All Parisians had been armed and conscripted into the National Guard for the war effort. The bourgeois government was rapidly concluding that the only way to save itself was to disarm Paris, and hand it over to the Prussians. They surrendered the city on 28 January, as terms of a peace treaty. But the workers of Paris never allowed it to be fully occupied.
Marx drew the same conclusion as the bourgeois, from the opposite class outlook:
“There stood in the way of this conspiracy one great obstacle – Paris. To disarm Paris was the first condition of success. Paris was therefore summoned by Thiers to surrender its arms…”
Elections were held to gain a mandate for their treaty with Prussia. Le Cri du Peuple saw through this charade, in an article titled ‘Peace’, it declared the opposite – class war:
“There is a victor and a vanquished, but the eternal antagonism of idleness and effort, of poverty and wealth, of parasitism and work, of capital and labour remain upright and threatening, mightier than triumph and above defeat.”
This paper was one of the most prominent in revolutionary Paris, its words circulated far and wide and drove the movement forward.
The very next day, the very same voice of the people applauded the Parisian National Guard for its stand with the workers, and implored it to cement its new revolutionary allegiance.
“National Guardsmen of Paris, the world is watching you, and we who love the fatherland and the republic acclaim you!”
9 days later, heeding these words, the National Guard of Paris established a central committee, which declared itself in opposition to the government of Versailles. Le Cri Du Peuple hit the streets the following morning, with an article titled ‘the vote’.
Every morning, the revolutionary press worked tirelessly, informing the people of every step taken. Thus unfolded the pioneering work of constructing a workers state.
Mistakes
The written word – in decrees, minutes, leaflets, and newspapers – was the lifeblood of the Commune itself. But by spreading the demands of the leadership, they also spread its mistakes.
The revolutionary press is essential, but the correct content and leadership is decisive. The blood circulates the body, but if weak in minerals, the body cannot live for long.

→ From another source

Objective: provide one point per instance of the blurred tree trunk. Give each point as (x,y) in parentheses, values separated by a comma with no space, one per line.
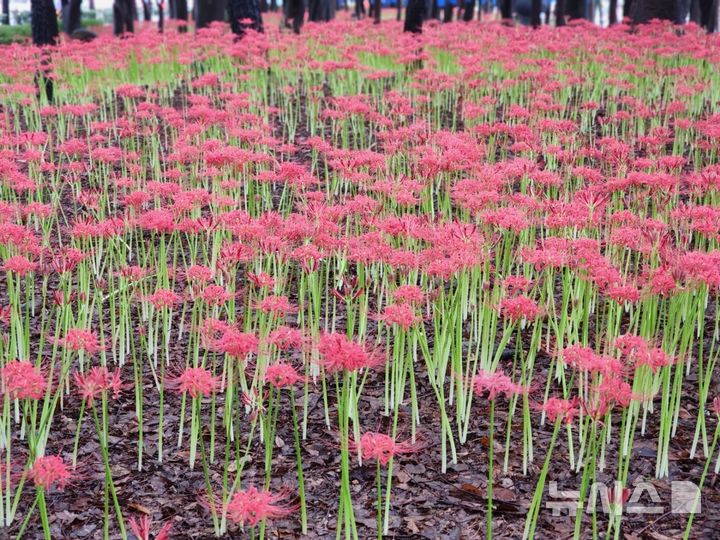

No party had been prepared in advance. The leadership was a hodgepodge of individuals with contradictory ideas. Some were revolutionary workers, with fighting instincts but little experience. Others were radical petty-bourgeois republicans, with high ideals but no decisiveness.
Many opportunities were missed in those weeks which inevitably doomed the Commune. As one faction of the Central Committee declared:
“We have only the mandate to secure the rights of Paris. If the provinces share our views, let them imitate our example.”
This was a declaration of suicide. Spreading the revolution, crushing the enemy, was essential when the momentum was with them. Marx recognised this danger, he wrote at the time:
“If they are defeated only their ‘decency’ will be to blame. They should have marched at once on Versailles, after first Vinoy and then the reactionary section of the Paris National Guard had themselves retired from the battlefield. The right moment was missed because of conscientious scruples.”
On 21 May 1871, the Versailles’ troops of reaction finally entered Paris. Delescluze, the radical republican journalist and leader of the commune, published the following, as soon as he heard:
“Make way for the People, for fighters with bare arms! The hour of revolutionary war has sounded … To arms, citizens! To arms! … The Commune is counting on you – count on the Commune!”
Unfortunately ‘the hour for revolutionary war’ was called far too late, and the commune was defeated.
The mass of revolutionary publications is not a mere historic relic, it has created a rich archive for any revolutionary today. Marx hungrily digested the literature of the Communards, and presented them in his great works.
Thanks to their sacrifices; their deeds, and their words, we have the advantage over them, and every revolution since. To the heroes of the Commune, we will honour their memory with a victory of our own – a revolutionary commune of the workers of the world.